Aubert Josiane · Nationalrat · 2009-06-09
Aubert Josiane · Nationalrat · Waadt · Sozialdemokratische Fraktion · 2009-06-09
Wortprotokoll
L'initiative parlementaire Kohler faisait suite à plusieurs accidents dramatiques survenus jusqu'en 2005 et demandait l'interdiction des pitbulls. Le Conseil fédéral ayant refusé d'intervenir, c'est donc le Parlement qui s'est mis au travail. Dans l'intervalle, de nombreux cantons ont, eux aussi, préparé et mis en vigueur des lois, d'ailleurs aussi disparates que possible.

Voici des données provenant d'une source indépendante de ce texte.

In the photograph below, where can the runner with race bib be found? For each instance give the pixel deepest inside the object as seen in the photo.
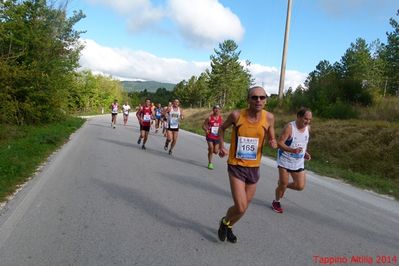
(251, 128)
(144, 115)
(211, 127)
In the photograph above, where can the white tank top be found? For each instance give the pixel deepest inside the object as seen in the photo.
(174, 117)
(294, 161)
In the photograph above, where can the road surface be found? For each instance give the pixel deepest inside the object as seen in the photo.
(101, 200)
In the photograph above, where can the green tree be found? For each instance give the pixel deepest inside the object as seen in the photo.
(228, 80)
(392, 57)
(39, 52)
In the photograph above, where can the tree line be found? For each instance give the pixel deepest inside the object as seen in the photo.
(39, 56)
(365, 73)
(39, 81)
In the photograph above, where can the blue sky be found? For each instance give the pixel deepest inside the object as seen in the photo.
(171, 40)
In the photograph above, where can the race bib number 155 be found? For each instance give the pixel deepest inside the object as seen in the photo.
(247, 148)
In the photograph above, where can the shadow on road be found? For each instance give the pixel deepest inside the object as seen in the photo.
(368, 234)
(198, 183)
(161, 152)
(156, 210)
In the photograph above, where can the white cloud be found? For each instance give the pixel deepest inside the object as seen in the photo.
(139, 14)
(269, 78)
(202, 23)
(205, 22)
(126, 64)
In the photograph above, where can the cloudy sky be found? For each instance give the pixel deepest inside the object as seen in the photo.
(171, 40)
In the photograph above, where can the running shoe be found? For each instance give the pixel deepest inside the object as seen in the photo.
(230, 236)
(222, 232)
(276, 206)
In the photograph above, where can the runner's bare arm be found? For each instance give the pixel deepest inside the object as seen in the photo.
(205, 125)
(231, 120)
(271, 132)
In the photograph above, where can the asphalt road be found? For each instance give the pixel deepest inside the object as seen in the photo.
(101, 200)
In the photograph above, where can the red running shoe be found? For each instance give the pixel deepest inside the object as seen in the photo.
(276, 206)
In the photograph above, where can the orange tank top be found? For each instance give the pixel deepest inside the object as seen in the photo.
(247, 139)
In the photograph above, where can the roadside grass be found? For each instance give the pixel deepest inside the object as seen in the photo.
(24, 148)
(363, 153)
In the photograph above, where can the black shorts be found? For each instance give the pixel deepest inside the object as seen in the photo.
(249, 175)
(292, 171)
(214, 141)
(145, 128)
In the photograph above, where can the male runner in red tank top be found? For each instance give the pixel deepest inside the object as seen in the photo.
(211, 127)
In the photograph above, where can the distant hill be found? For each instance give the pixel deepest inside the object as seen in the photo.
(151, 86)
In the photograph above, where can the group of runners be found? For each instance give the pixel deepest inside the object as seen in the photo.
(149, 115)
(252, 127)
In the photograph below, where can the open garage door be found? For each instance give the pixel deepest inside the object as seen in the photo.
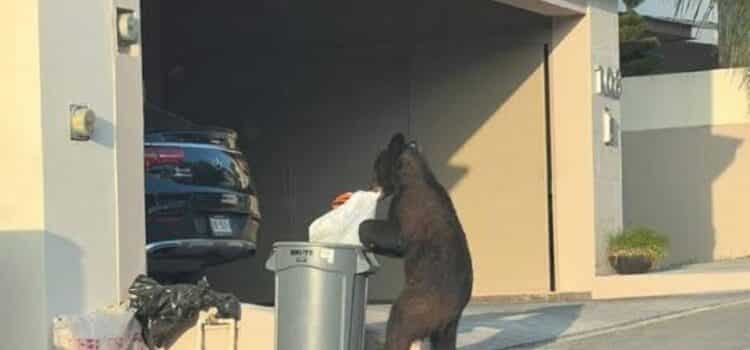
(316, 88)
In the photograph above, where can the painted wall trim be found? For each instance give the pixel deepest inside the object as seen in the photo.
(555, 8)
(669, 101)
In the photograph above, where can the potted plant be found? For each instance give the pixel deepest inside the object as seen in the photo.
(636, 250)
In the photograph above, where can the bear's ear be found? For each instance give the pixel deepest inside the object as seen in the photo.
(397, 145)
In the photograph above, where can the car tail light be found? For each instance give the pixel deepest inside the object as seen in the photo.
(156, 156)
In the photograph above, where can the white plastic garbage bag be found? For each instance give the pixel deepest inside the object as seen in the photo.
(114, 328)
(341, 225)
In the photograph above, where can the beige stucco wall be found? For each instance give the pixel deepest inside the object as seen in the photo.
(686, 162)
(59, 245)
(22, 199)
(21, 205)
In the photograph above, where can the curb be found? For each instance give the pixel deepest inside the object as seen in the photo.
(626, 325)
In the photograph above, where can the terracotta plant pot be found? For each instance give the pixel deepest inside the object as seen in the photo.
(630, 264)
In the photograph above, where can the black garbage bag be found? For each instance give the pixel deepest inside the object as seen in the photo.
(166, 312)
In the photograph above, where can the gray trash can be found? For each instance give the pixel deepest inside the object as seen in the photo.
(321, 295)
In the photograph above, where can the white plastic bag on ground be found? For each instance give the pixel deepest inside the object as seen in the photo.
(114, 328)
(341, 225)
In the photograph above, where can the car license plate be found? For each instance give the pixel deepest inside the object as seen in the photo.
(221, 226)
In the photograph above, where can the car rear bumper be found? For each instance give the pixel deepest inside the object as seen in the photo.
(195, 253)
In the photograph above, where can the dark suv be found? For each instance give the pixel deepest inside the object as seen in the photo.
(201, 202)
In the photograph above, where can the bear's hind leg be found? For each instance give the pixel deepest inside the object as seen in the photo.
(445, 339)
(410, 320)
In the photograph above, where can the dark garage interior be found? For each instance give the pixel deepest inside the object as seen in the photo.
(314, 89)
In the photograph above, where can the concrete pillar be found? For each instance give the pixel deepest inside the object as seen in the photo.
(71, 217)
(587, 173)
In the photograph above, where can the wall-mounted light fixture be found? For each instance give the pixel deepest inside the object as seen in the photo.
(128, 27)
(608, 128)
(82, 120)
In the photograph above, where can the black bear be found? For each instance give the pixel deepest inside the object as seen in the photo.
(423, 228)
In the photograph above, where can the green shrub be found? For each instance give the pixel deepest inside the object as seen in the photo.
(639, 241)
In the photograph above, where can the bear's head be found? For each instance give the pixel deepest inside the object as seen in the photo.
(401, 163)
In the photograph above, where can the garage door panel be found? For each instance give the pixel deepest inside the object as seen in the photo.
(478, 109)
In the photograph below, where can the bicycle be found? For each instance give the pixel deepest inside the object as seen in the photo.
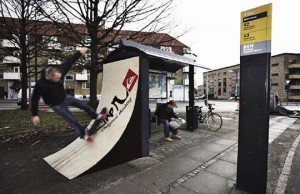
(214, 120)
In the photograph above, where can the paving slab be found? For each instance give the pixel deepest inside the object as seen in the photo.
(164, 174)
(181, 190)
(206, 182)
(224, 169)
(215, 147)
(201, 155)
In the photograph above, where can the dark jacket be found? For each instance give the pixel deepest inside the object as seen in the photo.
(52, 93)
(164, 112)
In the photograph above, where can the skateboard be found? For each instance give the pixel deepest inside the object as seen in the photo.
(96, 123)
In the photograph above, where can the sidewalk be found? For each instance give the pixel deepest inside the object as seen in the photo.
(201, 162)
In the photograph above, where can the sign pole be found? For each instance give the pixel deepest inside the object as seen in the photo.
(255, 56)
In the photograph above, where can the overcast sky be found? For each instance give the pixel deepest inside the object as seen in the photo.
(215, 28)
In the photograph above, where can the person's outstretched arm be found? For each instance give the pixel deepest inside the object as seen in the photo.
(65, 67)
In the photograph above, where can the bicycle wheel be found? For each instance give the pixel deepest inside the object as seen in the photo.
(214, 122)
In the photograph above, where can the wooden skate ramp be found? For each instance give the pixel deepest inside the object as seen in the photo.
(119, 92)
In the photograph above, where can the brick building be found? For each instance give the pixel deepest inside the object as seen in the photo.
(54, 46)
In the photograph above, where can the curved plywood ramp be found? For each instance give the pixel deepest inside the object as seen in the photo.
(119, 92)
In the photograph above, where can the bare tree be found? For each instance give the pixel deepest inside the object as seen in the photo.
(19, 25)
(103, 21)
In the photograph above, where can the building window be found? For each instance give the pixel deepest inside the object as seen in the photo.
(50, 39)
(166, 48)
(88, 57)
(85, 85)
(69, 48)
(17, 69)
(69, 77)
(87, 41)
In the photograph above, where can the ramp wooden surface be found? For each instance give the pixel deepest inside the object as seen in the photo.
(120, 80)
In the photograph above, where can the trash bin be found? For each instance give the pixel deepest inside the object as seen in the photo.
(192, 117)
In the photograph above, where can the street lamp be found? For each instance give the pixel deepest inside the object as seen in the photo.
(287, 91)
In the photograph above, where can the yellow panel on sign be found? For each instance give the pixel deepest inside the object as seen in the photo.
(265, 8)
(256, 25)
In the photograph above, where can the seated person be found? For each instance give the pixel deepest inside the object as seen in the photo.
(166, 114)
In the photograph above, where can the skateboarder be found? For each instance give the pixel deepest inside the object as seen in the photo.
(51, 88)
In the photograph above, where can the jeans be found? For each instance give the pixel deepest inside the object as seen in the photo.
(63, 110)
(167, 128)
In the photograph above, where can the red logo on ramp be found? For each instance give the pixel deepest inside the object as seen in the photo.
(130, 80)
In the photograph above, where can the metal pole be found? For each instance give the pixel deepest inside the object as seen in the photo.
(207, 88)
(236, 81)
(35, 48)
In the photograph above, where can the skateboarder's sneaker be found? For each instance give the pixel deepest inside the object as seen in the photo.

A l'heure actuelle, pour ne citer que ce qui se passe en Suisse romande, les lois genevoise, vaudoise et valaisanne prévoient chacune une liste de chiens interdits et des dispositions très variables concernant les élevages, l'obligation dans certaines circonstances de tenir les chiens en laisse ou de faire contrôler les élevages. Cette situation est insatisfaisante.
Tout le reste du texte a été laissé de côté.